Although off-plan sales continue to rise, there are indications that the overall Dubai real estate market may be cooling off, especially in cases where ready-to-move-in deals or secondary market transactions are involved.
Quarter-over-quarter secondary/ready market residential sales fell 2.9% from April to June. This is the second consecutive quarter that the decline has occurred.
“While the market continues to grow month-on-month, it is beginning to slow down, a trend likely to continue over the next year,” said Lynnette Sacchetto, founder of RealTrust.
“This shift will be further influenced by multiple underlying factors, such as new supply entering the market and sellers adjusting their asking prices as they realize their properties are not worth the inflated values of previous years.

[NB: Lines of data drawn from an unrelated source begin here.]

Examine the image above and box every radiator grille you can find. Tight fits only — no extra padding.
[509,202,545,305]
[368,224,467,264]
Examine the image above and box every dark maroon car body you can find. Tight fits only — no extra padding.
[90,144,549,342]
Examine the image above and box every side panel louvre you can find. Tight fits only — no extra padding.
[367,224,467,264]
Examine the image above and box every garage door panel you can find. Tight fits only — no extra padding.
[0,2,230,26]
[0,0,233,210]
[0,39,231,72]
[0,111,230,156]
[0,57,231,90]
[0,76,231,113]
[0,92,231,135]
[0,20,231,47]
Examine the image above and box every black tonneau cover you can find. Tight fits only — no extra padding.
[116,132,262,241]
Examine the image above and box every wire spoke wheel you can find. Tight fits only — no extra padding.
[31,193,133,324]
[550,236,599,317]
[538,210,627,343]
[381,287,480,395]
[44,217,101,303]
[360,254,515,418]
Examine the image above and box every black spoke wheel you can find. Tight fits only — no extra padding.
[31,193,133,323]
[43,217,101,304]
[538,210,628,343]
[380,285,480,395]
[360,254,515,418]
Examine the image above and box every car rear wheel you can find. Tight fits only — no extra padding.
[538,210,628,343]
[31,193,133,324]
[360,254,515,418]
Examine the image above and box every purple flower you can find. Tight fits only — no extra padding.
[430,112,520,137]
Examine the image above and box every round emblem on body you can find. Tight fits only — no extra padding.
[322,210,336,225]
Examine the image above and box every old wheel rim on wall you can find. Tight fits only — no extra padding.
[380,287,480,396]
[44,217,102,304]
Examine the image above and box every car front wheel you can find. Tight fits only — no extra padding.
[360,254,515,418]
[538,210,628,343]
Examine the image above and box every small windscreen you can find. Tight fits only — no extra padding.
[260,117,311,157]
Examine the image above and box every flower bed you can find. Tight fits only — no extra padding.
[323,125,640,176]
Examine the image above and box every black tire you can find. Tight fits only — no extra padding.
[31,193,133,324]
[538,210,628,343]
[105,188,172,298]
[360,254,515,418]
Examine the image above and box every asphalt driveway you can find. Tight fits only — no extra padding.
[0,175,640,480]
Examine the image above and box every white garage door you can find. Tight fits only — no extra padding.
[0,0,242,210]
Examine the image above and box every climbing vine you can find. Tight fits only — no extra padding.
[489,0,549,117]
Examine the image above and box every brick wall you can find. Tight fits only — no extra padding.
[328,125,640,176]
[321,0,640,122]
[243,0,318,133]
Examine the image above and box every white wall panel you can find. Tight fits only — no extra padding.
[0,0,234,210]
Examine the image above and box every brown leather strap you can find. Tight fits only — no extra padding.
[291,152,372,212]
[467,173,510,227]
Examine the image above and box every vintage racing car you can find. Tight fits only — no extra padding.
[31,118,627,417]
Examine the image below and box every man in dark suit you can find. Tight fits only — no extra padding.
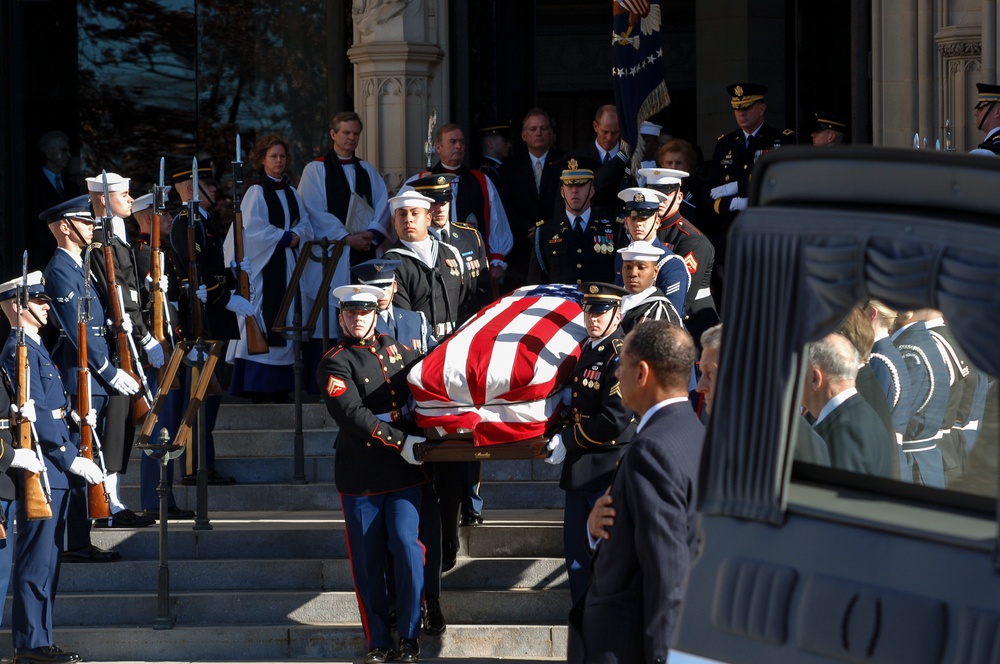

“These inflated prices were driven by low supply in some areas and segments and high demand, which has now dissipated.”
Listing for longer
According to data, properties that are listed for sale are listed for longer. RealTrust reports that these listings now average over 90 days, compared to an average of 30 days last year, “indicating a more stagnant sales listing market as of Q2-2024.”
Additionally, price softening is beginning to manifest itself here. The report states that, as of September 2023, the “median residential listing price value started to decline month-on-month by an average of 5%.”
“This was the first sign that the market was transitioning from a seller’s market to a buyer’s, a reality we are now seeing,” said Lynnette.
“Individual sellers in these off-plan projects are struggling to sell at opening prices, which is the prices they originally bought for, or below, to avoid the next developer payment they cannot afford. (They’re) opting to take a loss instead of the premiums they were promised when they originally purchased at the peak of the market in 2022 and 2023.
“This has been a common scenario over the last few months and likely to increase as a significant amount of off-plan supply begins to transition in the pipeline.”
Emerging market dynamics
As these trends play out, ‘expect changes in prices’ in both the sales and rental markets. “Areas such as Jumeirah Village Circle, where demand is very high and supply is very low, have seen prices more than double over the years,” says the report. “However, there is potential for balance as approximately 30,000 new residential units, representing 80 per cent of JVC’s current housing stock, are expected to enter the market in the coming years.”
Another “high demand area with low supply and skyrocketing prices” is Business Bay, which is expected to see the construction of 20,000 new residential units soon. In the upcoming years, 14,000 new residential units will be added to Dubai South.